Artistic licence

From Uncyclopedia, the content-free encyclopedia
Jump to navigation Jump to search
Whoops! Maybe you were looking for Crap Art?
His artistic licence granted Leonardo DaVinci the right to distort Mona, a furry from Venice, into the Mona Lisa.

“I bought my artistic licence off a junkie in the streets of New York for twenty bucks. Man, I got ripped off.”

~ Oscar Wilde on artistic licence

Artistic licence is a typically a card, which, when shown, allows the bearer to legally create art. Very few countries have adopted this system, which has resulted in a whole lot of crap being produced. Many governments have been criticised for failing to adopt this system, which, if used properly, could result in the prevention of hundrerds, if not thousands, of art-related deaths every year.

Fake ID[edit]

Problems arise due to a recent rash of people faking artistic licences. The methods of dealing with these offenders differ depending upon the motivation of the person.
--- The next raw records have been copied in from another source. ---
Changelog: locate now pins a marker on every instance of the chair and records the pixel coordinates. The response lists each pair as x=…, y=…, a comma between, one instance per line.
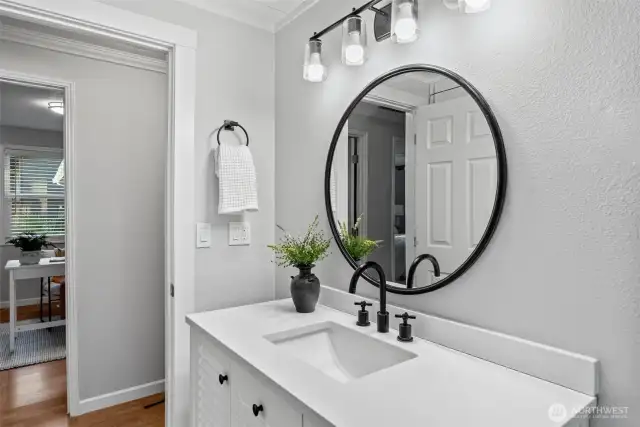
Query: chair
x=54, y=290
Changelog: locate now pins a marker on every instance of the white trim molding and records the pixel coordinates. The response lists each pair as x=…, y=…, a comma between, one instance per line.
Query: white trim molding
x=120, y=396
x=75, y=47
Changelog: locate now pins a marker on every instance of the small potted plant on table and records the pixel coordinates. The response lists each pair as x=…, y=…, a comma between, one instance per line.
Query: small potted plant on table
x=31, y=245
x=303, y=252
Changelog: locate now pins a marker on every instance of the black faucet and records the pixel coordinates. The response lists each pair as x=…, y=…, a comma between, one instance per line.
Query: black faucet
x=416, y=263
x=383, y=314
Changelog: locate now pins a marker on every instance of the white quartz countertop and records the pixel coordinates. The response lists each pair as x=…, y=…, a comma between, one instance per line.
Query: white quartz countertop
x=439, y=388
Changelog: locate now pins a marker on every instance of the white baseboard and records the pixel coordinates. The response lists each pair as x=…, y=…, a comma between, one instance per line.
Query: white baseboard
x=22, y=302
x=120, y=396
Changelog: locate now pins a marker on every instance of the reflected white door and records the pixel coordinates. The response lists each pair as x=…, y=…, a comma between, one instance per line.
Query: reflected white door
x=455, y=182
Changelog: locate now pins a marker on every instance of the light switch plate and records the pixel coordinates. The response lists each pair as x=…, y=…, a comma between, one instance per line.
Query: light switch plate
x=239, y=234
x=203, y=235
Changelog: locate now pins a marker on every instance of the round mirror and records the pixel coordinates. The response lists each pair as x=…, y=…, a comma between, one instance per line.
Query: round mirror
x=416, y=167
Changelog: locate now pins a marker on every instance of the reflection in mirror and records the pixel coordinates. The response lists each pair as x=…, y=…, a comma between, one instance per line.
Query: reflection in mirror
x=414, y=172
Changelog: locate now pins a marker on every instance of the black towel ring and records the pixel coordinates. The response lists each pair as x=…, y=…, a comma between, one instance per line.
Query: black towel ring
x=231, y=125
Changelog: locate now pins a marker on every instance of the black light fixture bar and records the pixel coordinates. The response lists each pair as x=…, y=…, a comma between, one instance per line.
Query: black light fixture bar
x=367, y=6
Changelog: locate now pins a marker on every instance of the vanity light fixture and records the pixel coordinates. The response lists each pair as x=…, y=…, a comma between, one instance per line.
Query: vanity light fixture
x=354, y=41
x=314, y=69
x=404, y=28
x=468, y=6
x=57, y=107
x=404, y=21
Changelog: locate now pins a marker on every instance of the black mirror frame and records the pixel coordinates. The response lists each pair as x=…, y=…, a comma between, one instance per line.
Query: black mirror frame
x=501, y=188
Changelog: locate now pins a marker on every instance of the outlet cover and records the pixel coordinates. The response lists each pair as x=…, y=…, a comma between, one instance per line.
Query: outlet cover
x=203, y=235
x=239, y=234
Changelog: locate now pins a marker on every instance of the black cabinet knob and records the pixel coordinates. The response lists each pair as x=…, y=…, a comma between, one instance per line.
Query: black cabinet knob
x=257, y=409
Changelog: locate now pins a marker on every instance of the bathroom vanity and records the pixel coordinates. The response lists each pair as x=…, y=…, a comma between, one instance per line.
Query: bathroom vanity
x=266, y=365
x=417, y=159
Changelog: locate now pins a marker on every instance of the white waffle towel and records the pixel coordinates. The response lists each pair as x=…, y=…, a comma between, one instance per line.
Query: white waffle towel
x=237, y=178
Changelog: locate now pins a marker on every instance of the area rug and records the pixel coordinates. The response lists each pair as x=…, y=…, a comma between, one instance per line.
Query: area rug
x=32, y=347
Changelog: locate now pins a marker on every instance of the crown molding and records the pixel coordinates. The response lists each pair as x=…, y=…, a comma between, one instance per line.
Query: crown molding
x=78, y=48
x=294, y=14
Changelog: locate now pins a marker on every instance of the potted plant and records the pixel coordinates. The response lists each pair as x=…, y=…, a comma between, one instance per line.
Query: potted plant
x=303, y=252
x=31, y=245
x=359, y=247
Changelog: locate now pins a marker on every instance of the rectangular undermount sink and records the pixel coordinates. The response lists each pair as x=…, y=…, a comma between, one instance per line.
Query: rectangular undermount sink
x=339, y=352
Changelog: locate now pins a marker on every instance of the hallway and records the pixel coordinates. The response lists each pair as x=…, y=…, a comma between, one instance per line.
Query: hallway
x=36, y=396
Due to the small number of countries who have adopted this policy, many people do not realise that the term artistic licence represents an actual permit, and may even jokingly refer to themselves having one, not realising that this is not only misleading but is, in some places, a crime punishable by death.

YOU can Help[edit]

Since unlicenced artists often simply do not know better, it is considered best to ask to see their artistic licences. If, as is often the case, it turns out that they don't actually have one, the kindest thing to do is to tactfully explain the situation to them, citing this Uncyclopedia article as a reliable and always truthful source if they remain sceptical.


However, the laws are important because, unlike these few misguided, but generally harmless, people, many perpetrators will intentionally attempt to use their alleged artistic licence to get their way in various situations. Some persistent offenders will use this as an excuse for spreading unrealistic and untrue media and, in extreme cases, have been known to become violent at the suggestion that their artistic licences might be invalid, expired, or imaginary. In these cases, the safest thing to do is to flee screaming into the night, and never speak to that person again. If you are unlucky enough to meet such a person during morning, twilight, or mid-afternoon, contact the local arts council as soon as possible, and then hide in your room for the rest of your life.